What's possible in Queensland is the creation of a specific small business industrial relations system. Do this, and small business and jobs growth should strengthen in Queensland. Queensland's tourism and hospitality sectors would be major beneficiaries.

Some 430,000 Queensland workers would be covered by a Queensland small business industrial relations system. Included under the definition of ‘worker' are also the 50,700 small business employers who employ up to 380,000 Queensland employees.

It's important to expand the idea of ‘worker' to include small business employers because these employers are just ordinary, individual people working to earn their living. In small business there's no difference between the ‘worker' employer and ‘worker' employee. Understand this fact and it becomes possible to create a new understanding of what industrial relations laws should target.

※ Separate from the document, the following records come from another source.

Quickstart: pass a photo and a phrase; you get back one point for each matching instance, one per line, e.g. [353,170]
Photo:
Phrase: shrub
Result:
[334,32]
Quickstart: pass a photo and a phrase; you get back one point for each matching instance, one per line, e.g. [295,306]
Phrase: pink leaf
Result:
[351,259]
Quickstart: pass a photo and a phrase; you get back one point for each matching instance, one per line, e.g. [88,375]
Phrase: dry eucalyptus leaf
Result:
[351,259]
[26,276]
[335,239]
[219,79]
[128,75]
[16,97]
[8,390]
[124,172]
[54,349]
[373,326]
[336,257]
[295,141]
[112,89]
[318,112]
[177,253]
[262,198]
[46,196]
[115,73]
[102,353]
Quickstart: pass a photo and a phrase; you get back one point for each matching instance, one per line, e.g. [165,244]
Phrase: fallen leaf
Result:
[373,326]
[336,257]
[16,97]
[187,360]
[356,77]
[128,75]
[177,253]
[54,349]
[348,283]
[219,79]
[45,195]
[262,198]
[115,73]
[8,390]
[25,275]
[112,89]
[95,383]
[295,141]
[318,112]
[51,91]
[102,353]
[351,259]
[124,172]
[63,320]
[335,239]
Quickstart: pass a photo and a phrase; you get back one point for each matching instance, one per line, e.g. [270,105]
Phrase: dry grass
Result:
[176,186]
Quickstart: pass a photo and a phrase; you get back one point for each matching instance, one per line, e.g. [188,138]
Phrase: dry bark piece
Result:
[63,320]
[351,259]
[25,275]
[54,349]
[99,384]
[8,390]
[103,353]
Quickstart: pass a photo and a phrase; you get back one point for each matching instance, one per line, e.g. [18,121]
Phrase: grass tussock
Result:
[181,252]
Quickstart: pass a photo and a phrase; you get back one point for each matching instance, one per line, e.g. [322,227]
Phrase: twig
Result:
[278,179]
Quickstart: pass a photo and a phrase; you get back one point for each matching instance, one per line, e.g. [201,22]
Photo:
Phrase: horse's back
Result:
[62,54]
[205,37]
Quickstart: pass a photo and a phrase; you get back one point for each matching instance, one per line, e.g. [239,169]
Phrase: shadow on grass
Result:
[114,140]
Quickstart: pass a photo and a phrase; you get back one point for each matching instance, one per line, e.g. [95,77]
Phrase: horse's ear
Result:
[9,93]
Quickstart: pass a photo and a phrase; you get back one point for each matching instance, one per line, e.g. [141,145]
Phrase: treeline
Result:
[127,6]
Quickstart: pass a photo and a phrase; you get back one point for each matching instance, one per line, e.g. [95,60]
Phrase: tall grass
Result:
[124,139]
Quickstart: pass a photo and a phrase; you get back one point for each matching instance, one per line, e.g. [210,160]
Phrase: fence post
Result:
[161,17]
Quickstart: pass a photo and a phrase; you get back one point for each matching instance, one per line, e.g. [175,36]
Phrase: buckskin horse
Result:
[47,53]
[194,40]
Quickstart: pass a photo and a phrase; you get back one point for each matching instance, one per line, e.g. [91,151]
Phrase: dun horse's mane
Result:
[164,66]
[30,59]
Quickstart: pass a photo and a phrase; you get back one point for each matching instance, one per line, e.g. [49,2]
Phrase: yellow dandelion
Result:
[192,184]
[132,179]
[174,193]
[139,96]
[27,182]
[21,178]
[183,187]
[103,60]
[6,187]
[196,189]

Since at least the middle of the last century, industrial relations laws have worked on the entrenched belief that the employer-employee relationship is one of pre-determined inequality of bargaining power. That may still be true and justified as a guiding industrial relations regulation principle in big business and the public sector. But it's not true in small business.

In our submission we argue that the relationship between a person who owns and runs small a business and the other people working in the business is one of countervailing power relationships. Employees can exploit the individual who is the employer, for example by stealing from them. When employee theft occurs in small business the theft is from the pocket of an actual person (the employer). This is totally different with employee theft in big business or the public sector. There the theft is against the total organisation, not an individual.

In fact, for small business there's no justification for structuring industrial relations laws around the presumption of inequality of bargaining power. Here's the opportunity in Queensland. The vast majority of unincorporated businesses (sole traders and partnerships) in Queensland are small businesses. In bringing back these industrial relations powers Queensland has the opportunity to create an industrial relations system specifically for people working in small business.

In essence such as system should be modelled more along the lines of consumer affairs laws than existing industrial relations laws. Legislation should be simple, short and readable without the need for lawyers.

One basic set of wage rates and working conditions should be set giving everyone total clarity on the minimum that is payable. An enforcement body should strictly enforce minimums with fines for repeat offenders. Any workplace disputes should be handled without lawyers requiring the individual employer and employee to represent themselves in an informal, non-legalistic, simple tribunal setting.

Instead of unfair dismissal laws, there should be a fair dismissal code. Federal Labor promised this for small business in their 2007 election undertakings but they broke this promise. Queensland could apply such a code for people working in unincorporated businesses.

And Queensland could take its industrial relations arrangements into the reality of a 24/7 Queensland economy and society. This particularly applies in tourism and hospitality, where customers (you and me) want goods and services any time of the day we're on holidays. A Queensland small business industrial relations system could allow the 38-hour week to be arranged anytime within a 24/7 cycle. That is, a working week could be Sunday to Thursday for example. Possibly this suggestion could spark considerable debate.

But debate is what Queensland's issues paper is intended to cause. Everyone working in small business deserves a much better industrial relations system than that operating under the Fair Work Act.

The Newman government in Queensland has the ability to bring back its industrial relations powers for unincorporated businesses. It should do this. But it should at the same time create a specific Queensland system designed to encourage small business growth. Achieve this, and Queensland jobs will expand.

Ken Phillips is executive director of Independent Contractors Australia and author of Independence and the Death of Employment.